Regarding safety, the researchers report that the incidence of any adverse event was comparable between apremilast and placebo during the placebo-controlled period, with no new safety concerns further identified during the active treatment phase, findings consistent with the known safety profile of apremilast.

Screening of Patients with Adult-Onset Idiopathic Polyarteritis Nodosa for Deficiency of Adenosine Deaminase 2

Oskar Schnappauf, PhD
Oskar Schnappauf, PhD

While polyarteritis nodosa (PAN) has been causally linked to chronic hepatitis B virus infection in a subset of patients, the underlying cause of idiopathic PAN is still unknown in the majority of patients.

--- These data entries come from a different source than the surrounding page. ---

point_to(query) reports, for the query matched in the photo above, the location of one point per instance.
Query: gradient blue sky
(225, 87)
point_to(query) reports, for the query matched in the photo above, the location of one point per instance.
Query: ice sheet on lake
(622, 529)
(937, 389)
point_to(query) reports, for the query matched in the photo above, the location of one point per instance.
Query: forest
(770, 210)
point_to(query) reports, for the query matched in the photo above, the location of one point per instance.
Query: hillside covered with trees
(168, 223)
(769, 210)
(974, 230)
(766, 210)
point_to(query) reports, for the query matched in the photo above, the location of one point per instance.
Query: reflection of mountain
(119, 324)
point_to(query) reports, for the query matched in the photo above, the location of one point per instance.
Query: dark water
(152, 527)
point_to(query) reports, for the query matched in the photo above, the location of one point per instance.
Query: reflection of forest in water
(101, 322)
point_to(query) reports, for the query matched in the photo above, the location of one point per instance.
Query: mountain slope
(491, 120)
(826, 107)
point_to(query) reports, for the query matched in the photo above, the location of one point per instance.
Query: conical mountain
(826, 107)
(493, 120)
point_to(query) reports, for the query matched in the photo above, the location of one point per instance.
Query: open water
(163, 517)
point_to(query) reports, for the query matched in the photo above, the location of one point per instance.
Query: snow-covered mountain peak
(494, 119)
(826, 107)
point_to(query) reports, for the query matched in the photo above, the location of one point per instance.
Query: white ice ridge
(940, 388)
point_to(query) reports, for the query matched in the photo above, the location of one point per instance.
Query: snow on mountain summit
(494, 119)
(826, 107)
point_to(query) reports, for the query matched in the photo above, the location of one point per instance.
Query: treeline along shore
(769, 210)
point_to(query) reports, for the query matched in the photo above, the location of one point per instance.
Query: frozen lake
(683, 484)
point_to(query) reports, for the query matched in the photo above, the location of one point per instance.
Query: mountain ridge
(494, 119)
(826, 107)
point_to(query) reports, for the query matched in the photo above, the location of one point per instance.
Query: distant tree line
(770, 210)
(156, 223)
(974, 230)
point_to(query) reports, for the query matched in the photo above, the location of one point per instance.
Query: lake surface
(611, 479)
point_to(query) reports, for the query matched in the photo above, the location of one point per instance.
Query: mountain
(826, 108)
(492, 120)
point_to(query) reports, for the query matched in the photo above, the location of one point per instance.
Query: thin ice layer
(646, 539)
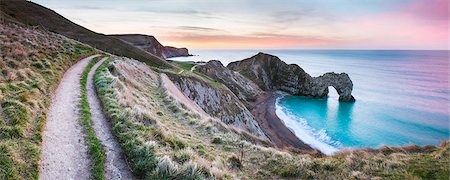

“Recently, the genetic disorder deficiency of adenosine deaminase 2 (DADA2) was described where affected individuals present with similar clinical and histological disease features as patients with idiopathic PAN, including vasculitis of medium-sized arteries,” said Oskar Schnappauf, PhD, Post-Doctoral Researcher at the National Human Genome Research Institute, National Institutes of Health, in Bethesda, MD.

The objective was to screen a large cohort of patients with idiopathic PAN for potential mutations in ADA2 in order to determine the prevalence of DADA2 in patients with presumed idiopathic PAN. All patients were enrolled in the observational cohort studies of PAN conducted by the Vasculitis Clinical Research Consortium.

“Our findings suggest that a subset of patients with presumed idiopathic PAN can be reclassified with a new disease entity, which has an important impact on the treatment chosen for these patients,” Dr. Schnappauf said. “Given the potential differences in approaches to treatment, clinical follow-up, prognosis, and consequences for other family members, our findings indicate that ADA2 testing should be performed in patients with HBV-negative idiopathic PAN, especially in patients with early onset of this potentially life-threatening disease.”